Quand d’autres se vautreraient dans les bons sentiments, Rosa Montero propose une épopée captivante où l’intrigue progresse en révélant sa trame, à la lueur de théories scientifiques comme la loi des séries, les atomes ou encore les vases communicants du Bien. S’ajoutent à cela un humour décapant qui passe par la dérision, et des personnages aussi charismatiques que tendrement ridicules. Avec pour postulat la noirceur du monde et l’égalité des souffrances, Rosa Montero s’amuse avec les degrés de la fable pour mettre en évidence les glissements du sort et la prise de chacun sur celui-ci : "nous portons tous à l’intérieur de nous une ombre d’atrocité et une aspiration à la beauté, et certaines personnes marchent sur le bord même du précipice sans savoir de quel côté elles finiront par tomber."
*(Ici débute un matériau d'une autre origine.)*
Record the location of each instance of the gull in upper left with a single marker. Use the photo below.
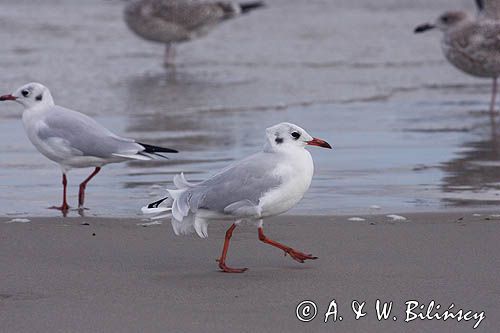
(176, 21)
(74, 140)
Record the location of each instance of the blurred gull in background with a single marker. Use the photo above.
(72, 139)
(175, 21)
(472, 44)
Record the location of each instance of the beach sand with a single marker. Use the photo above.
(113, 275)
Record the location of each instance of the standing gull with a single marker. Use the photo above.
(472, 44)
(267, 183)
(72, 139)
(176, 21)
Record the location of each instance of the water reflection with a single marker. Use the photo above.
(474, 175)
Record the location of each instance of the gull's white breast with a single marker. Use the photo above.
(296, 170)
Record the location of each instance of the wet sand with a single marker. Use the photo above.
(410, 132)
(62, 275)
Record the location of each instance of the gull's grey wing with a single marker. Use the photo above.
(238, 188)
(81, 135)
(191, 15)
(475, 48)
(489, 9)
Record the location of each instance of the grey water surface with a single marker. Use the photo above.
(410, 132)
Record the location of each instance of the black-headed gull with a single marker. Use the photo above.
(72, 139)
(176, 21)
(264, 184)
(471, 44)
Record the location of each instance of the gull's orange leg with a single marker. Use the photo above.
(64, 207)
(296, 255)
(222, 259)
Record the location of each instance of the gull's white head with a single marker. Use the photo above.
(286, 136)
(30, 95)
(445, 22)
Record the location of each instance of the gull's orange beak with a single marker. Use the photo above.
(7, 98)
(319, 143)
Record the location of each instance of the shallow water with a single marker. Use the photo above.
(410, 132)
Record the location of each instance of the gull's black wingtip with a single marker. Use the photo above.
(155, 149)
(249, 6)
(157, 203)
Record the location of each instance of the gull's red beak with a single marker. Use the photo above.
(319, 143)
(7, 98)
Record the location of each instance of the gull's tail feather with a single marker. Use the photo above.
(249, 6)
(178, 206)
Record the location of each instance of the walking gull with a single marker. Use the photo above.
(176, 21)
(72, 139)
(472, 44)
(267, 183)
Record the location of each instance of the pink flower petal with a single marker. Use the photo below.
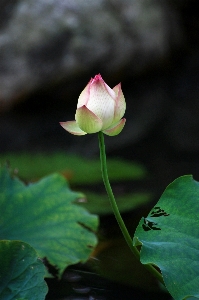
(116, 128)
(87, 120)
(72, 127)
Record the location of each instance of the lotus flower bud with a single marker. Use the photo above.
(99, 108)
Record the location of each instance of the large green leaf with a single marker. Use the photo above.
(76, 168)
(21, 272)
(100, 204)
(43, 214)
(170, 237)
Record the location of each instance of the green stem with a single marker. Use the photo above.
(116, 210)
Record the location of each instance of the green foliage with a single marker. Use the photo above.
(21, 272)
(77, 169)
(99, 204)
(170, 238)
(43, 215)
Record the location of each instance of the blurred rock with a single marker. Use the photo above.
(45, 42)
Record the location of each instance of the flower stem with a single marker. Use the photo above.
(116, 210)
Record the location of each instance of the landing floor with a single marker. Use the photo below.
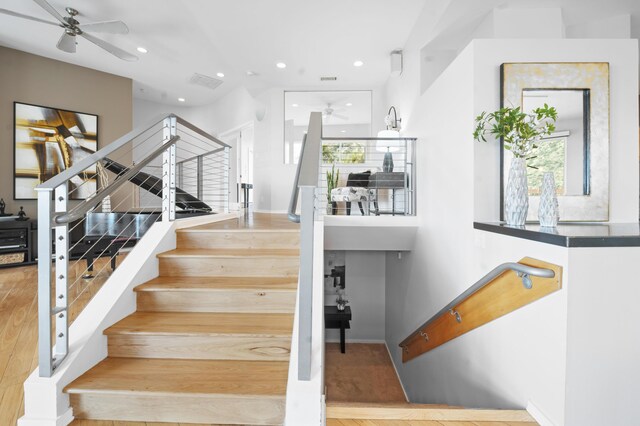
(363, 374)
(253, 221)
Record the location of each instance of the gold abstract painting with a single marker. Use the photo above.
(48, 141)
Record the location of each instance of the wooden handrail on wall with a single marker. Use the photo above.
(504, 294)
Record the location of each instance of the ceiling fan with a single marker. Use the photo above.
(328, 113)
(73, 28)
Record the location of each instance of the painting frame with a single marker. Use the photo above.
(76, 141)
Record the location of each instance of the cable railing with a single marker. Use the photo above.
(92, 213)
(492, 296)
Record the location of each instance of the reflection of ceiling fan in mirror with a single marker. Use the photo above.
(329, 113)
(73, 28)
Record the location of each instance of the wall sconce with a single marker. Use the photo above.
(387, 145)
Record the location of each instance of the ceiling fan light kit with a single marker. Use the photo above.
(72, 28)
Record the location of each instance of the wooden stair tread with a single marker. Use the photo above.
(204, 323)
(258, 221)
(230, 252)
(182, 376)
(394, 405)
(204, 229)
(219, 283)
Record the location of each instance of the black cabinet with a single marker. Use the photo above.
(16, 243)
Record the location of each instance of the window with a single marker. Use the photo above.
(343, 152)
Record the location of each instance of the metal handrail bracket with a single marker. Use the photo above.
(523, 271)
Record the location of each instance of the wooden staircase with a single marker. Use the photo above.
(210, 340)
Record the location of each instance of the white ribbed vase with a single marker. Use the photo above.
(548, 212)
(516, 202)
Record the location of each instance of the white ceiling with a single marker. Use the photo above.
(351, 107)
(183, 37)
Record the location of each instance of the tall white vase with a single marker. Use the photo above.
(516, 203)
(548, 212)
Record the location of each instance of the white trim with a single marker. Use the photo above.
(397, 374)
(375, 341)
(270, 211)
(63, 420)
(537, 414)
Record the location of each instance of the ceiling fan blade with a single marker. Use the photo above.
(67, 43)
(46, 6)
(31, 18)
(116, 51)
(109, 27)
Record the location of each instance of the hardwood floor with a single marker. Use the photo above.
(343, 422)
(19, 326)
(363, 374)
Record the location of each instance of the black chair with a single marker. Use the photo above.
(354, 180)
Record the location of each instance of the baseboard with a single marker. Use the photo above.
(62, 420)
(538, 415)
(350, 340)
(397, 374)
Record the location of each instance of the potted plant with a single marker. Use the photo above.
(520, 133)
(332, 182)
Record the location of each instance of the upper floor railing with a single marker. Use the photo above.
(94, 210)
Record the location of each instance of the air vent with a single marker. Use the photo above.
(205, 81)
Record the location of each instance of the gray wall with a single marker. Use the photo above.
(37, 80)
(365, 290)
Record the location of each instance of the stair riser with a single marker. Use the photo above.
(201, 347)
(229, 266)
(217, 301)
(179, 408)
(256, 240)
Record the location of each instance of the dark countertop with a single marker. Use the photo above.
(572, 234)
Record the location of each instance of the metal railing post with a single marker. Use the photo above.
(307, 209)
(169, 172)
(44, 283)
(227, 173)
(61, 276)
(200, 176)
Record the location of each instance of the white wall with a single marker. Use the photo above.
(603, 344)
(365, 290)
(519, 358)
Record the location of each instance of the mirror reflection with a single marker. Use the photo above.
(344, 114)
(566, 151)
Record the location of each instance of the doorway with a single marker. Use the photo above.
(241, 159)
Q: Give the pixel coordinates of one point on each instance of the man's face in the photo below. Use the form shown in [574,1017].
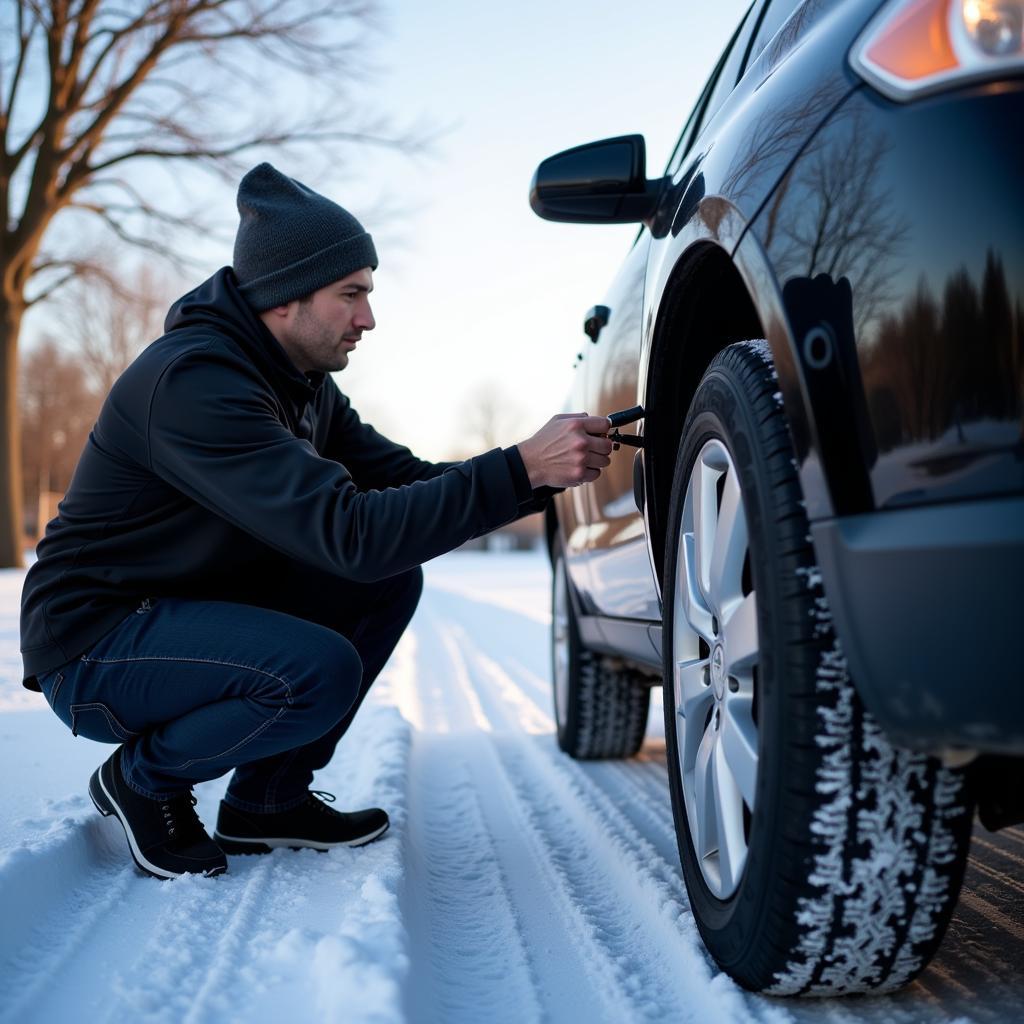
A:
[320,331]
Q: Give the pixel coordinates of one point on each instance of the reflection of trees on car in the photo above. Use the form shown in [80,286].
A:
[846,224]
[921,378]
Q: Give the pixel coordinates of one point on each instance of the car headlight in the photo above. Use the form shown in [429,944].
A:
[914,47]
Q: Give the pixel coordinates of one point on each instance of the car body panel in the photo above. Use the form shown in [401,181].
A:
[935,284]
[885,262]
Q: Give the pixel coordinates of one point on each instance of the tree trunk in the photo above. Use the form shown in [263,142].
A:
[11,513]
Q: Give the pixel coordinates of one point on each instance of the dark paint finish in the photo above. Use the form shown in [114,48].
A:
[881,250]
[937,278]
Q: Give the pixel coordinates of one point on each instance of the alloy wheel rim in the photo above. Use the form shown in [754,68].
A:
[560,641]
[715,655]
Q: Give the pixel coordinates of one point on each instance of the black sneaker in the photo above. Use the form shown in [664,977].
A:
[166,837]
[312,824]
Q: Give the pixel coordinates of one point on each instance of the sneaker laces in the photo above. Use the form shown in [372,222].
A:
[180,819]
[324,796]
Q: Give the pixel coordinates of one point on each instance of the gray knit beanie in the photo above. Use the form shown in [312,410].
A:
[292,241]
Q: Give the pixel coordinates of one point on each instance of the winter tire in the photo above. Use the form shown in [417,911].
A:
[819,859]
[600,702]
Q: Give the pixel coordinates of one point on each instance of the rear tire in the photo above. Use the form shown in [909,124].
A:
[601,704]
[819,859]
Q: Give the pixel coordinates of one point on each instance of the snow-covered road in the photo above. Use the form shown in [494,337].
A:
[515,885]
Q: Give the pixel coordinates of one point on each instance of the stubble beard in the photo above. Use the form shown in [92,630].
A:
[318,344]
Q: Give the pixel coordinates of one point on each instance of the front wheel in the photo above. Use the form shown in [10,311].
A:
[819,859]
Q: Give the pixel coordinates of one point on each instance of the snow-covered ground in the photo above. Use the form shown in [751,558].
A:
[515,884]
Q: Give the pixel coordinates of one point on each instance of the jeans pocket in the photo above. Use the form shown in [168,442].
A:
[95,721]
[50,683]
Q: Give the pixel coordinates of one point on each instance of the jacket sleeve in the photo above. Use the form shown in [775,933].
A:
[378,462]
[214,435]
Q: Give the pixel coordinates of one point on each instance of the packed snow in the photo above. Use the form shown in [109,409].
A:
[514,885]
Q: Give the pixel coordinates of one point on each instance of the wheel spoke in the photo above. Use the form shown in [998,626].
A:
[705,495]
[729,547]
[729,823]
[694,608]
[740,631]
[739,747]
[706,840]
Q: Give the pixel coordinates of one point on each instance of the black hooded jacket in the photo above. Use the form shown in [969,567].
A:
[212,456]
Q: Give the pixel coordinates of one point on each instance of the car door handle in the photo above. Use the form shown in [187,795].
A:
[595,321]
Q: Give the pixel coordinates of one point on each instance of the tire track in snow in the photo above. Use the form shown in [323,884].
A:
[580,787]
[546,947]
[622,895]
[468,965]
[88,883]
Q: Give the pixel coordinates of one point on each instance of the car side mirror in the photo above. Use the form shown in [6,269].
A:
[598,183]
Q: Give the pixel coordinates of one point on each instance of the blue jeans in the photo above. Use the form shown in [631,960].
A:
[265,683]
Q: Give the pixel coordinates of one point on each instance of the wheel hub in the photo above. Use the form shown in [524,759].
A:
[715,649]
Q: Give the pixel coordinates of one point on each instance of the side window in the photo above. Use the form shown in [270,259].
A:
[732,53]
[732,67]
[778,13]
[683,145]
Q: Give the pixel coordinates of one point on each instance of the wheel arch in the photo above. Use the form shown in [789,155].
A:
[705,307]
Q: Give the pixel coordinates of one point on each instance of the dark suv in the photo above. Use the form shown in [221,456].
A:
[819,543]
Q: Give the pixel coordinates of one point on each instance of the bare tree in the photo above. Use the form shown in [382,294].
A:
[109,324]
[57,410]
[489,419]
[92,89]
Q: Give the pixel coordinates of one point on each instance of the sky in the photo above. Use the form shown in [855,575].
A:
[477,292]
[474,293]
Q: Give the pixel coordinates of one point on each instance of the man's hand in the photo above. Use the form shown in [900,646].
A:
[570,449]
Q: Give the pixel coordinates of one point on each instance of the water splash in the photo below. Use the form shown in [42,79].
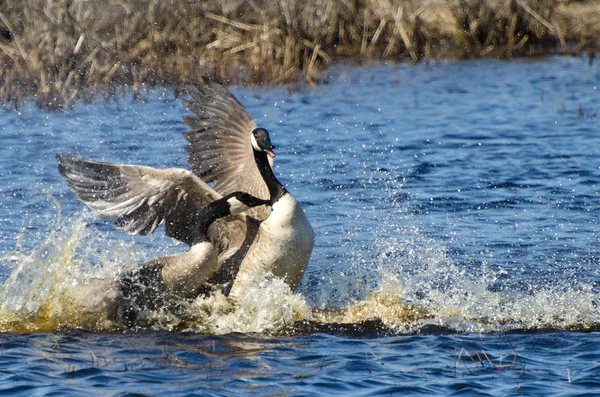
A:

Le récit est ponctué de clins d’œil malicieusement tournés, préférant ouvrir des fenêtres plutôt que d’enfoncer des portes ouvertes, quitte à jouer sur l’excès : "pendant tout ce temps, Daniel s’était cru pris au piège dans une maison qui, en réalité, s’ouvrait de l’intérieur en tournant simplement la poignée". Au bon sens populaire qui vante les mérites de la communication de proximité ("si les gens parlaient à leurs voisins…"), la romancière offre un pied-de-nez tragique. Au dénouement, un partout la balle au centre. Il y aura donc peu d’instructions à la clé pour sauver le monde, aucune prétention et peu de morale, si ce n’est l’éveil individuel et la bonne humeur, par le plaisir simple d’un bon roman.

 

Publié aux Editions Métailié.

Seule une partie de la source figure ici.